Although Freud and Yeats could both be considered as figurative painters, their styles were very different – particularly when referencing Yeats’ later works. So pairing the two artists in this way isn’t a particularly obvious thing to do. But it was interesting to have the opportunity to “compare and contrast”.
Apparently Freud
had a lifelong interest in the Irish painter’s work, holding a deep admiration for its force and energy. He did not cite Yeats as an ‘influence’ but instead seems to have felt a common purpose with his originality and independence, his continuous searching observation, and his sense of the connection between painting and life. A pen and ink drawing by Yeats, The Dancing Stevedores (c.1900), hung beside Freud’s bed for over 20 years.
IMMA website
The exhibition includes 33 paintings by Freud and 24 by Yeats on two floors of the Garden Gallery, with a good selection of drawings and works on paper by both artists in the basement.
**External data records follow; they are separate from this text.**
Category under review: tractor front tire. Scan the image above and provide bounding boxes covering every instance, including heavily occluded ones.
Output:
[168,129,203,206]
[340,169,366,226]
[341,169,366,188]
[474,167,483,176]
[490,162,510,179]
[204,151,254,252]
I’d seen most, if not all, of the works by Freud previously during my visit to the inaugural exhibition back in 2017 – and Manchester City Art Gallery had loaned a painting I’ve seen many times before, Girl with a Beret (1951-52). However, although I’ve seen the sizeable collection of Yeats’ paintings at both the Irish National Gallery and the Hugh Lane Gallery in Dublin, I was particularly keen to have a good look at his works included in this exhibition, most of which I’d never seen before. Many were from his later period painted in his wild, colourful expressionist style where the figures of people and horses are almost just suggested. I wasn’t disappointed.
Paintings I particularly liked included one on loan from the Tate

the curiously named ‘Left, Left / We Left Our Name / On the Road / On the Road / On the Famous Road / On the Famous Road / On the Famous Road / Of Fame.’ and several paintings which included horses, a favourite subject of the Irishman, including The Flapping Meeting (1926) and White Shower (1928).
I doubt I’d have paid the entrance fee to see the Freud paintings again, but it was worth it to see those fantastic paintings by Jack B Yeats.